People recounted was that physicians from Kovel sometimes could not make an accurate diagnosis, but Rabbi Zechariah was able to diagose the illness.[5] For example, when a girl from Kovel was sick and the local doctors couldn't determine the nature of her illness, she was taken to see Rabbi Zechariah. He gazed at her, and suddenly asked whether she had been washing and scouring old dishes. When the girl confirmed this, he said: “She has been poisoned by the rust.” The Kovel physicians accepted his diagnosis. The sick girl began to recover, and finally healed completely.

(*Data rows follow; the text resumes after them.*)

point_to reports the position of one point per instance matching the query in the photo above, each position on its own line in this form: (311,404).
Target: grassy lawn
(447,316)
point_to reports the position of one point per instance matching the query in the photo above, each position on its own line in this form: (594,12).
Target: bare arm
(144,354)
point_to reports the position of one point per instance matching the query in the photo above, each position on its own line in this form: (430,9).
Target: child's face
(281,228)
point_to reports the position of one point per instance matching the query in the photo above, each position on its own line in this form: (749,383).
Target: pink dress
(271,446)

Later, he moved to America, where he became rabbi in St. Louis. He published two religious books there, one about machine-made matza and the other about the mikveh.[6]

[Page 180]

He was followed as Rabbi of Turiysk by his son-in-law, Rabbi Yehoshua Glazer, may his memory be for a blessing. He was highly learned and very righteous, who constantly studied sacred books and prayed. He often carried on a responsa-type correspondence with the greatest scholars of the time, such as Rabbi Meir Simcha of Daugavpils (author of Or-Same'ach) and Rabbi Sholem Mordechai of Brzezany.[7] These rabbis held him in great esteem. He would be called in to serve as a third party in a court of Jewish law, but declined to mediate because a mediator must withstand the temptation to prefer one party over the other, God forbid, even when one party is clearly in the wrong.

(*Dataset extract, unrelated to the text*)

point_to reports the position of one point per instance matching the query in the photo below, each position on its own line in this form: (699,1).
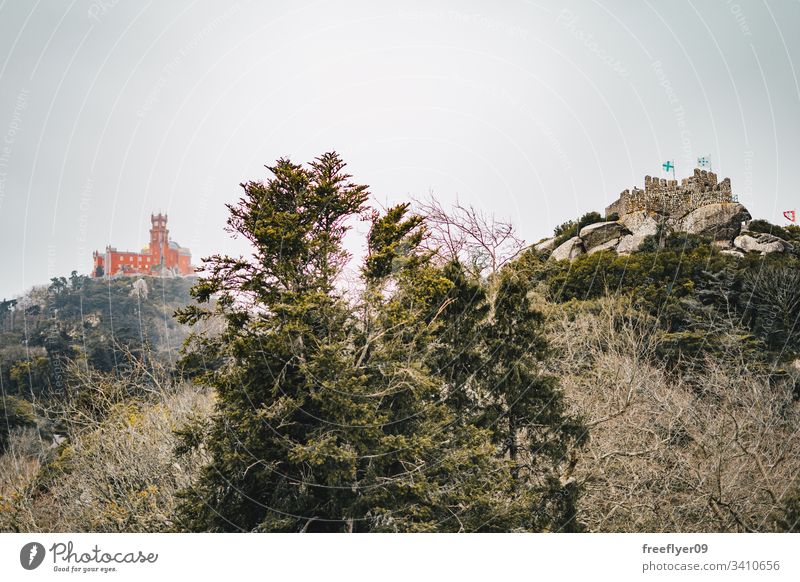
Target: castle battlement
(673,198)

The last Rabbi of Turiysk was his son-in-law Rabbi Moshe. He was one of the prize students at the Krynki yeshiva, who studied with the great Rabbi Zalmen Sender Shapira. He was very learned and an extremely righteous man. Rabbi Moshe and his wife, the righteous Libeh, along with their six children, were murdered by the Nazis, may their name be blotted out, may God avenge their memory. One of their children, Shmuel, survived, as he had gone to Palestine before the war. However, the tragic news of his parents' murder caused him to lose his mind, may it not happen to us. He died of starvation, yet another victim of the Nazi beasts.